How to get the advantages of Big Data on your laptop

If you’ve been reading anything lately on business and technology you can’t have missed the many articles on Big Data. Many of these articles imply that if you aren’t ‘doing’ Big Data your competition will speed past you on their way to taking your piece of the market. But the Big Data hype overlooks something you learned a long time ago – the Pareto Principle. The same 80/20 rule you’ve used before will help you to achieve most of the value from your data.

Applying the Pareto Principle to Big Data

The first thing you need to narrow down is what data is important to your analysis. Tens of thousands of customers and millions of orders can bring in a ton of data – most of which is irrelevant. So if you want to increase your average order size, for instance, you want to gather information on transactions including expenditure totals, number of items purchased, etc.
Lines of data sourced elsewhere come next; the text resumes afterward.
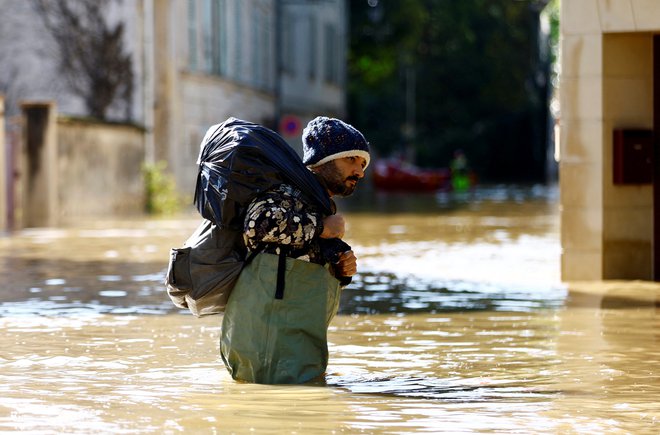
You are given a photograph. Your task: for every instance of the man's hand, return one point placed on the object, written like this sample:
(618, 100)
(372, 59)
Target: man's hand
(347, 264)
(333, 227)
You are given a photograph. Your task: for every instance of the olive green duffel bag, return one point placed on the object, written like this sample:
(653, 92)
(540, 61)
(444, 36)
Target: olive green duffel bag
(274, 329)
But you don’t need customer demographics, supply chain history, financials, etc.

Here is the first gain from applying the Pareto Principle: even though you may have a lot of records, you only need a small set of attributes for analysis – and it may all fit nicely in memory on your laptop computer. After all, finding averages, applying regression, and even running many sophisticated machine learning algorithms, can all be done with basic numerical data found in most operational databases.

You can continue leveraging the small data from your operational data before going after more granular or real-time data from your web or transaction logs. Cohort analysis, customer segmentation, customer lifetime value, vendor performance, and supply-chain efficiency are just some of the many types of analysis that will bring you plenty of return on investment without a big data infrastructure and methods.
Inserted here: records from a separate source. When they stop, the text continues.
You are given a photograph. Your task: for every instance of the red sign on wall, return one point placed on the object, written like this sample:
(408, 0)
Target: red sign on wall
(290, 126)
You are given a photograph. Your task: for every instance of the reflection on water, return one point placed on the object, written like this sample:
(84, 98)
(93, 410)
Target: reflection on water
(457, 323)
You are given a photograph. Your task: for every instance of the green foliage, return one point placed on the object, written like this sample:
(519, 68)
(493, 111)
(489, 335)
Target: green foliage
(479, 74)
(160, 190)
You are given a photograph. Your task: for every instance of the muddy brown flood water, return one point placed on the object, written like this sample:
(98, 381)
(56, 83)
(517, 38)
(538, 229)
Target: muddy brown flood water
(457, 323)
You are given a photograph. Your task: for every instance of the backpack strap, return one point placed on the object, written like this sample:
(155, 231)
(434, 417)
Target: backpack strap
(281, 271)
Even if you have analyzed this data and are ready to look at web or transaction logs you may find that you don’t need to run every record through your statistical or machine learning algorithm. Unless you are looking for exceptional data (i.e. needles in the haystack) such as fraud detection or credit defaults, sampling methods will almost certainly give you the results you need. See A Berkely MOOC course on sampling for an introduction to sampling and why it provides valid results when properly applied.
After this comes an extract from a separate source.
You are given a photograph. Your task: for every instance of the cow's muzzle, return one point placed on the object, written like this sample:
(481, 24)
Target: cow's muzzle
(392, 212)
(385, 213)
Many databases including Microsoft SQL Server and Oracle provide commands in their SQL dialects for sampling. These database systems give you two options for sampling. One selects random pages from the database and then delivers records from the randomly selected pages. This method is quite fast since the page index can be used. The second option scans the table and randomly selects records while scanning. While much slower, this second method provides better randomness. But both are useful. I use the first method to quickly iterate through many different models and then use the second method as a final test.

The important message here is that you don’t need a Big Data infrastructure and techniques to extract important information from your data. You can get a lot of information using your existing tools and a laptop computer. I will be writing future blogs about how we have used relatively inexpensive small data techniques at Coherent to help clients get a lot of what Big Data promises – at a fraction of the cost.